La colazione si è svolta nella più totale oscurità. Ho avuto modo di riscoprire un’esperienza che avevo già vissuto quattro anni fa, proprio in questa stanza. Ma questa volta è stata un’occasione per sensibilizzare l’opinione pubblica sulla disabilità visiva e stringere amicizia con altri ospiti in un’atmosfera amichevole.

Poi, a coronamento di questo piacevole appuntamento, siamo andati in un’altra stanza per assistere ad una dimostrazione dal vivo del nuovo device. Un’esperienza entusiasmante. Ho trovato questo strumento molto interessante e innovativo, e le sue funzionalità davvero utili. Sapevo peraltro che OrCam MyEye aveva ricevuto un premio nel 2016 alla fiera internazionale SILMO dedicata agli ottici e ai professionisti del settore.

Pratico, leggero e discreto, OrCam MyEye è un dispositivo wearable per la visione artificiale, specificatamente studiato per le persone non vedenti, ipovedenti o con problemi di lettura. Il device, composto da una piccola smart camera applicata all’asticella degli occhiali, capta le diverse informazioni visive e le trasmette in forma verbale tramite un altoparlante miniaturizzato.
La “centrale operativa” di OrCam MyEye è una piccola unità di base composta da una batteria e un mini computer che funziona senza connessione internet e dotato di un programma di intelligenza artificiale.
L’utilizzo del device è davvero intuitivo: basta ascoltare la voce audio che descrive e racconta quanto viene captato e letto dalla smart camera: oggetti e volti memorizzati, biglietti, testi, insomma, tutto quanto non è possibile vedere e leggere quando si vive nella totale o parziale oscurità.

In effetti noi ipovedenti perdiamo molta autonomia in un mondo che non si adatta affatto alle nostre esigenze specifiche.

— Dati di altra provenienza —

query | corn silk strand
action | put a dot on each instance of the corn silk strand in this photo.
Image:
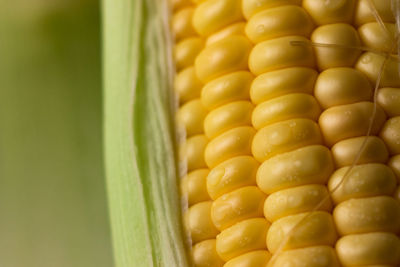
(395, 4)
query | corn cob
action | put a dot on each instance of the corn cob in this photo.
(191, 115)
(298, 102)
(222, 66)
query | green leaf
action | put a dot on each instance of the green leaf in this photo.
(140, 146)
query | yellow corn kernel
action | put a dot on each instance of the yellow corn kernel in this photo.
(195, 184)
(367, 180)
(228, 116)
(213, 15)
(204, 254)
(390, 134)
(186, 51)
(307, 165)
(295, 200)
(280, 53)
(199, 223)
(371, 64)
(340, 34)
(340, 86)
(374, 36)
(258, 258)
(181, 23)
(242, 237)
(192, 115)
(394, 164)
(193, 152)
(223, 57)
(365, 14)
(369, 249)
(236, 206)
(344, 152)
(389, 100)
(278, 22)
(285, 136)
(364, 215)
(285, 107)
(316, 229)
(327, 12)
(187, 85)
(231, 174)
(280, 82)
(228, 88)
(352, 120)
(235, 142)
(251, 7)
(234, 29)
(318, 256)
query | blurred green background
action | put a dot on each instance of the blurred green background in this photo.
(53, 210)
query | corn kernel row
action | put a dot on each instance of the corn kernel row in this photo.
(191, 116)
(223, 67)
(366, 215)
(295, 163)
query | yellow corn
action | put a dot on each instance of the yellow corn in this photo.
(276, 99)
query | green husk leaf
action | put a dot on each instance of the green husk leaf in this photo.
(140, 152)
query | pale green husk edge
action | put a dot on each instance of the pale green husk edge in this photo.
(140, 158)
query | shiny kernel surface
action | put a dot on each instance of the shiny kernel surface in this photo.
(193, 152)
(213, 15)
(340, 34)
(242, 237)
(364, 13)
(327, 12)
(369, 249)
(352, 120)
(366, 180)
(285, 107)
(228, 116)
(284, 136)
(316, 229)
(234, 29)
(181, 23)
(307, 165)
(199, 222)
(251, 7)
(232, 174)
(281, 82)
(390, 134)
(278, 22)
(317, 256)
(258, 258)
(340, 86)
(223, 57)
(370, 64)
(344, 152)
(394, 164)
(196, 186)
(296, 200)
(186, 51)
(374, 36)
(228, 88)
(389, 100)
(192, 115)
(187, 85)
(204, 254)
(235, 142)
(236, 206)
(279, 53)
(364, 215)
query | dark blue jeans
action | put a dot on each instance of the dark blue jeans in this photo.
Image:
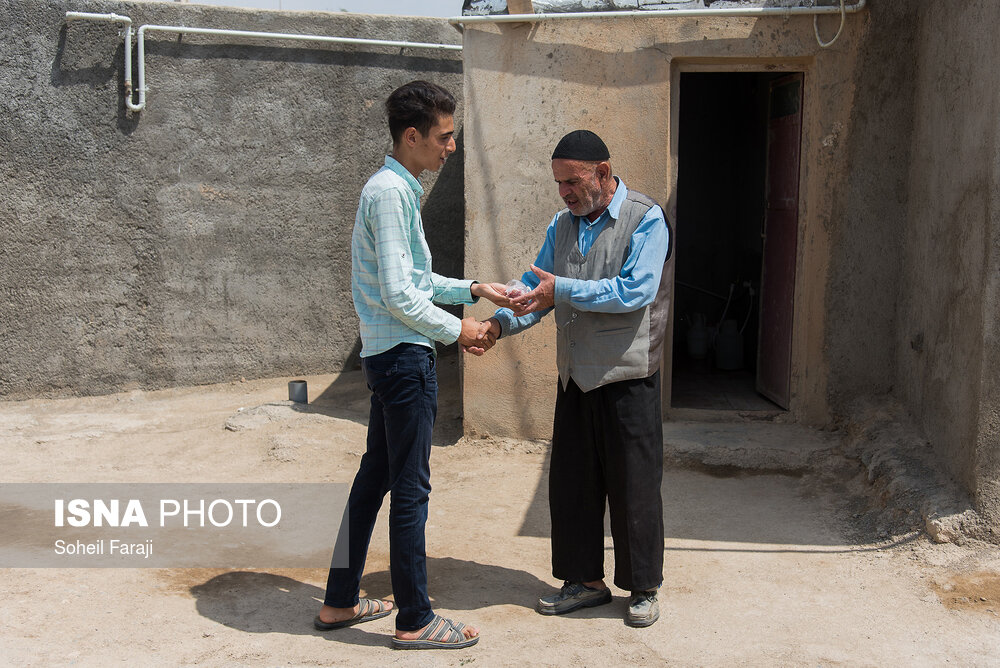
(403, 382)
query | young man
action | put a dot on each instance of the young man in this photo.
(394, 292)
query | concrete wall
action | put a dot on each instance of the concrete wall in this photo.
(526, 85)
(206, 238)
(947, 344)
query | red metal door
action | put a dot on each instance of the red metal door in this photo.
(781, 218)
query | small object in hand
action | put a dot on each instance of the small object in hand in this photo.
(515, 288)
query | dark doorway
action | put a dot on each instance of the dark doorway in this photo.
(730, 158)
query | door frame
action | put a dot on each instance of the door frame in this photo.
(800, 308)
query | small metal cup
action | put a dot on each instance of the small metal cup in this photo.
(298, 392)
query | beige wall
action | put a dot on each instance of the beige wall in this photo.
(528, 84)
(947, 355)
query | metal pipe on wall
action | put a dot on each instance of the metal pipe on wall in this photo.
(182, 30)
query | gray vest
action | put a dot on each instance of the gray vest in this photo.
(595, 349)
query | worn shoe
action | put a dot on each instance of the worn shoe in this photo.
(572, 596)
(643, 609)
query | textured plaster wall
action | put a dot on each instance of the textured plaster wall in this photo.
(870, 209)
(208, 237)
(949, 309)
(528, 84)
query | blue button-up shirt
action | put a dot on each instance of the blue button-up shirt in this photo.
(391, 281)
(633, 288)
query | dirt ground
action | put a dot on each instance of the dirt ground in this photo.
(758, 568)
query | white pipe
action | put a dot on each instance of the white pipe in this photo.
(654, 13)
(114, 18)
(141, 104)
(261, 35)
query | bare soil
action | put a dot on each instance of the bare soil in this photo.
(759, 569)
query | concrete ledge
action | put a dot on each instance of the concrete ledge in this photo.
(759, 447)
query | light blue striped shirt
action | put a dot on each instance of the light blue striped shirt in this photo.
(391, 278)
(633, 288)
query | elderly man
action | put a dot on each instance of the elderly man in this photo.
(602, 269)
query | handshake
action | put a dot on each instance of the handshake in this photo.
(478, 337)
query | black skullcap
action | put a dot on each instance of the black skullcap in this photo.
(581, 145)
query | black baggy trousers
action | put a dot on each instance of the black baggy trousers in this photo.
(607, 444)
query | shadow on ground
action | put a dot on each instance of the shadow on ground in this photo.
(278, 602)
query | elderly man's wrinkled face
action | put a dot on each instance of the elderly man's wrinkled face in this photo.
(580, 185)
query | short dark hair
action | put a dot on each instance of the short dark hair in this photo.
(417, 104)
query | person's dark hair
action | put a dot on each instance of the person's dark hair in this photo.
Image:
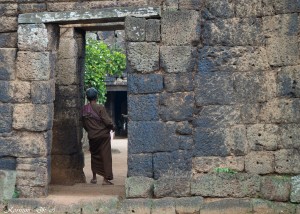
(91, 94)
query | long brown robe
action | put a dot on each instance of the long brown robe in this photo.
(98, 124)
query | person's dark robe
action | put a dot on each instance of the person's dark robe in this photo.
(98, 125)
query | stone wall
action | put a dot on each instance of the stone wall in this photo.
(212, 85)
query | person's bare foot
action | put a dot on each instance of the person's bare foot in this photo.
(106, 182)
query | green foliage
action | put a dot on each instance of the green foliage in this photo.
(101, 61)
(226, 170)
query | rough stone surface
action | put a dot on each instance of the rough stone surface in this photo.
(229, 59)
(289, 81)
(180, 27)
(295, 189)
(32, 37)
(226, 185)
(172, 164)
(33, 65)
(7, 63)
(263, 137)
(287, 161)
(260, 162)
(33, 117)
(172, 187)
(43, 92)
(227, 206)
(177, 59)
(187, 205)
(143, 57)
(149, 83)
(5, 118)
(8, 40)
(139, 187)
(153, 30)
(176, 106)
(208, 164)
(140, 165)
(275, 188)
(135, 29)
(7, 184)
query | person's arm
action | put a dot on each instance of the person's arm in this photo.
(106, 119)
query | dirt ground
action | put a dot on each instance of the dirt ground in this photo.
(85, 192)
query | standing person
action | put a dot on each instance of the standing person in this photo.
(98, 125)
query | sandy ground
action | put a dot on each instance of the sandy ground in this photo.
(86, 192)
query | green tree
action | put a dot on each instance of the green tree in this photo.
(101, 61)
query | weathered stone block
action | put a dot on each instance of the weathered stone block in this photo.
(21, 91)
(26, 144)
(68, 49)
(267, 207)
(33, 65)
(286, 6)
(8, 163)
(140, 165)
(287, 161)
(210, 142)
(8, 40)
(188, 205)
(214, 88)
(184, 128)
(275, 188)
(226, 185)
(176, 106)
(67, 72)
(254, 87)
(234, 32)
(263, 137)
(7, 184)
(32, 37)
(139, 187)
(5, 118)
(135, 29)
(180, 27)
(221, 9)
(153, 30)
(260, 162)
(172, 187)
(143, 57)
(177, 59)
(149, 83)
(295, 189)
(8, 24)
(208, 164)
(164, 205)
(283, 50)
(216, 116)
(33, 117)
(280, 111)
(288, 81)
(180, 82)
(6, 93)
(172, 164)
(7, 63)
(227, 206)
(229, 59)
(139, 131)
(142, 206)
(289, 136)
(43, 91)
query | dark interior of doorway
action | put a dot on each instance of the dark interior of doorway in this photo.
(116, 106)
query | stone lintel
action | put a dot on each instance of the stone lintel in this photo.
(96, 14)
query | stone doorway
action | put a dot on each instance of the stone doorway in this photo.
(63, 51)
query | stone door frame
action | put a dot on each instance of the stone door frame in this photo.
(37, 34)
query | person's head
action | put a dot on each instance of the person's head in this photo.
(91, 94)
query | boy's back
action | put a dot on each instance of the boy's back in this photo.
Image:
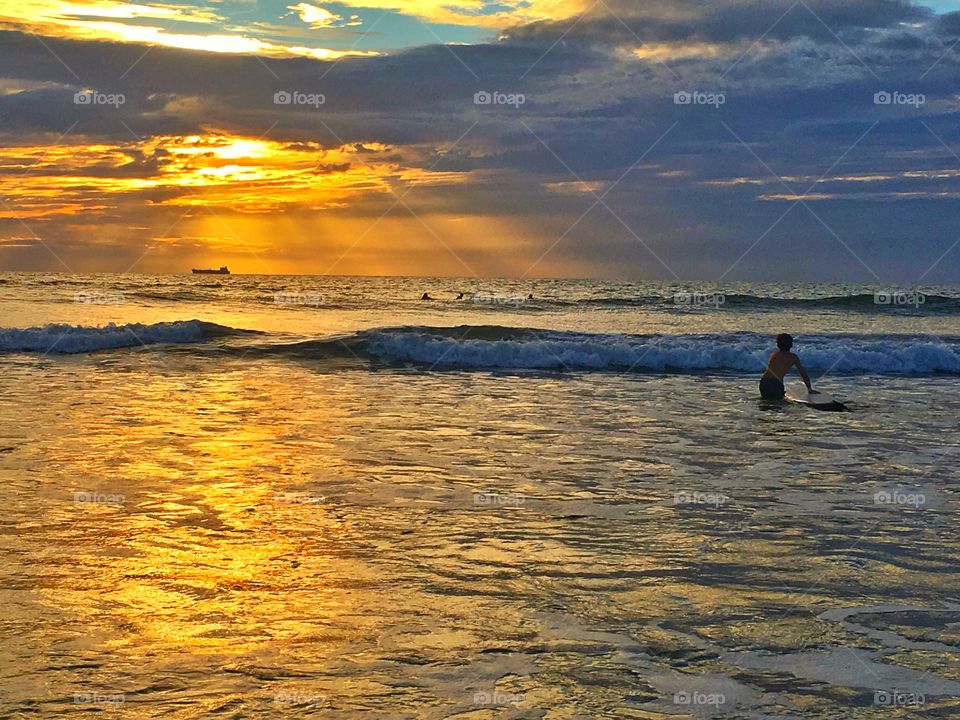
(778, 365)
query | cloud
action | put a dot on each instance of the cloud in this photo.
(697, 184)
(313, 15)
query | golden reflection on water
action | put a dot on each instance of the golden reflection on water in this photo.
(287, 530)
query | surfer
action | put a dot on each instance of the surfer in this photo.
(779, 364)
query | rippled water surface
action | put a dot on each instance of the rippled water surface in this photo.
(213, 534)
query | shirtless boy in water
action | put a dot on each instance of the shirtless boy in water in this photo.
(780, 362)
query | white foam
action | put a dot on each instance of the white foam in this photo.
(78, 339)
(572, 351)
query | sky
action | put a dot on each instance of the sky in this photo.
(780, 140)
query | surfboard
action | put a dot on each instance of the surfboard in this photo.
(818, 401)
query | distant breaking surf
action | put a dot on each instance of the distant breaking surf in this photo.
(71, 339)
(503, 348)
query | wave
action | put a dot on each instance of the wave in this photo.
(500, 348)
(893, 300)
(472, 347)
(71, 339)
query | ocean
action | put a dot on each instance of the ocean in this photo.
(262, 496)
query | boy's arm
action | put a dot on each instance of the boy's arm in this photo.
(803, 374)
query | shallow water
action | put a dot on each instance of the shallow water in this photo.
(192, 532)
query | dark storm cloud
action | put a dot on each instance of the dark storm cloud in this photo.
(799, 105)
(627, 21)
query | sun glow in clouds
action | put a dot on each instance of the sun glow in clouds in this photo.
(244, 175)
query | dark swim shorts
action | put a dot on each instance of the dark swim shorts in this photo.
(771, 389)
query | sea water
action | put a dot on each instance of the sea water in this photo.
(253, 496)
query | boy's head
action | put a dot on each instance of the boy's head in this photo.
(784, 342)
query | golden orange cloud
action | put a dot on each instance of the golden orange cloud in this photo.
(246, 175)
(101, 20)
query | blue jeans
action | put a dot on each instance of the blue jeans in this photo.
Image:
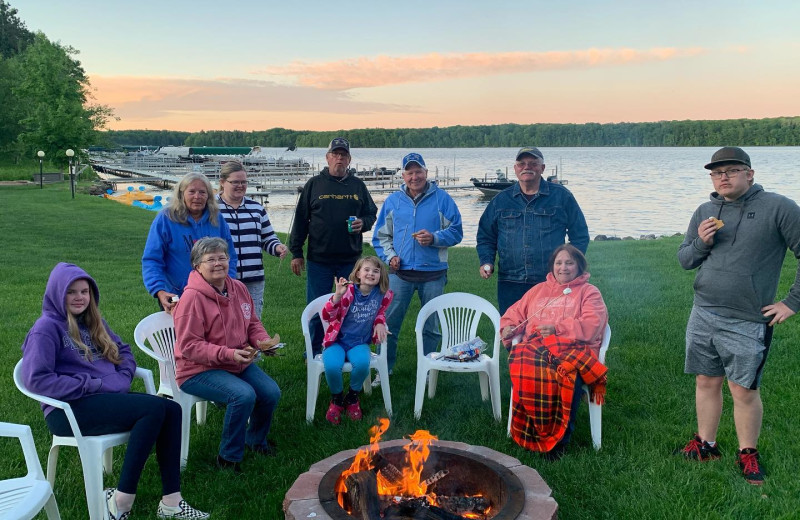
(250, 395)
(509, 293)
(333, 357)
(319, 281)
(256, 290)
(396, 313)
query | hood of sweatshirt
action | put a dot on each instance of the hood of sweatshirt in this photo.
(55, 294)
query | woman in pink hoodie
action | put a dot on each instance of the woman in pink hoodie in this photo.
(216, 329)
(560, 322)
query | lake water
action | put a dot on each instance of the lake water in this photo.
(622, 191)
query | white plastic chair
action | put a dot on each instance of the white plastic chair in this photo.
(595, 410)
(95, 450)
(316, 368)
(159, 331)
(23, 498)
(459, 315)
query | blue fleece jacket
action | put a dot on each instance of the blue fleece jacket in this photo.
(399, 217)
(165, 261)
(53, 366)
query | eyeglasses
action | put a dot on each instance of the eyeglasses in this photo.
(528, 164)
(215, 261)
(730, 173)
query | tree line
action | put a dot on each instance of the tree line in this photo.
(46, 97)
(779, 131)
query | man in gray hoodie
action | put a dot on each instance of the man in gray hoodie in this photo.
(738, 240)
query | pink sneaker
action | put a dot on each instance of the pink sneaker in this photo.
(354, 411)
(334, 413)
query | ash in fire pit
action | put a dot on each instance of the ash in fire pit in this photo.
(419, 481)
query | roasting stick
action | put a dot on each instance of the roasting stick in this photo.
(566, 292)
(289, 234)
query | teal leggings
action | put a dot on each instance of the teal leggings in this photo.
(333, 358)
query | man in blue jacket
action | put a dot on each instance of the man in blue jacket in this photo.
(415, 227)
(523, 225)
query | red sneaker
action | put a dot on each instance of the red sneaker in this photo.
(334, 413)
(751, 466)
(354, 411)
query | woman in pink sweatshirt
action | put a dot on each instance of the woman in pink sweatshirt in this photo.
(216, 329)
(560, 323)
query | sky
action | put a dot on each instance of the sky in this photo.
(313, 65)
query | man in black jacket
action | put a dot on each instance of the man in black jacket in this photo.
(323, 214)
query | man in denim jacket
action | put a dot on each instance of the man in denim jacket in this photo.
(523, 224)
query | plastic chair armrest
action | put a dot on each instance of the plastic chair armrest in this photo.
(147, 376)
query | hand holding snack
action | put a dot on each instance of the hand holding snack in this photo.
(244, 355)
(270, 346)
(707, 229)
(423, 237)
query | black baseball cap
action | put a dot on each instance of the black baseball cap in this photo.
(728, 154)
(530, 150)
(339, 143)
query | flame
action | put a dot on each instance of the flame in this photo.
(411, 485)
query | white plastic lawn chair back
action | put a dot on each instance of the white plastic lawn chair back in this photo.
(315, 367)
(158, 330)
(595, 410)
(95, 450)
(459, 316)
(23, 498)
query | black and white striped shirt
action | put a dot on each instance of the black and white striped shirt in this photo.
(251, 232)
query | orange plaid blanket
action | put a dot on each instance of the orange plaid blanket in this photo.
(543, 372)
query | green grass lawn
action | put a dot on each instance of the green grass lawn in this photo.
(23, 171)
(649, 410)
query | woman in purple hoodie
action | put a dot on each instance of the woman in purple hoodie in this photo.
(72, 355)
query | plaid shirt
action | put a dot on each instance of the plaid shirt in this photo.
(543, 373)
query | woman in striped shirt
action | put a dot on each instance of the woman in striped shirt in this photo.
(250, 229)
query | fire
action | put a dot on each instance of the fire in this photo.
(411, 484)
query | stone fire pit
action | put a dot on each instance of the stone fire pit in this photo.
(302, 501)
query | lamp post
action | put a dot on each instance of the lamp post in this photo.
(71, 153)
(41, 158)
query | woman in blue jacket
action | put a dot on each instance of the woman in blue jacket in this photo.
(192, 214)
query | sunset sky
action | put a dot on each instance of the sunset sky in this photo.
(312, 65)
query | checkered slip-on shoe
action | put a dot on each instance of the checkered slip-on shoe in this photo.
(183, 510)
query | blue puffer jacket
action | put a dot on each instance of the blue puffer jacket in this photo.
(165, 261)
(400, 217)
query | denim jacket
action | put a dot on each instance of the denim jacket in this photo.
(524, 233)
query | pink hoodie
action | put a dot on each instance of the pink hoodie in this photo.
(210, 326)
(580, 315)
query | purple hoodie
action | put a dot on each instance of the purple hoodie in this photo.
(53, 366)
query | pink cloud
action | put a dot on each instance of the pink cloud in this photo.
(392, 70)
(156, 97)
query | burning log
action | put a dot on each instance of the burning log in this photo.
(387, 470)
(439, 475)
(362, 490)
(417, 509)
(463, 505)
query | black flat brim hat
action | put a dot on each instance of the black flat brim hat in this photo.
(728, 154)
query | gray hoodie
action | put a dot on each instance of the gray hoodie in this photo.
(739, 273)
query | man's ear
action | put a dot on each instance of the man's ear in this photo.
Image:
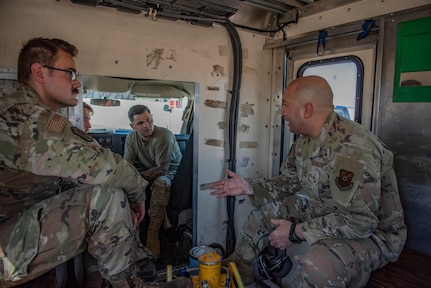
(308, 111)
(36, 72)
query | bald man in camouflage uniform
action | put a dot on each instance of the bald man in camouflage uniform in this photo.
(40, 227)
(337, 191)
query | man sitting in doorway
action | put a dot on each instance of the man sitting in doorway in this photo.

Le nuove tecnologie non ci danno solo speranza. Alcune di queste, come l’optogenetica e la terapia genica, o alcune microtecnologie avanzate, come gli impianti retinici, fermano la progressione della malattia o sono in grado di restituire parte della vista perduta. Altre tecnologie integrative, come OrCam MyEye, sono soluzioni adattive. Soluzioni che ci permettono di migliorare la nostra vita quotidiana e di recuperare parte di questa autonomia perduta. Inoltre, ci permettono di riconquistare la nostra indipendenza, sia nel lavoro che nella vita sociale, e di trovare un nuovo equilibrio. Oppure, possiamo semplicemente riassaporare il piacere della lettura.

In generale, si tratta per noi di ricominciare a fruire di ciò che ci circonda, di interagire con il mondo e sentirsi attivi.

Ringrazio OrCam per aver affrontato questo problema e sviluppato una soluzione pratica. Ci sta avvicinando sempre più alla libertà.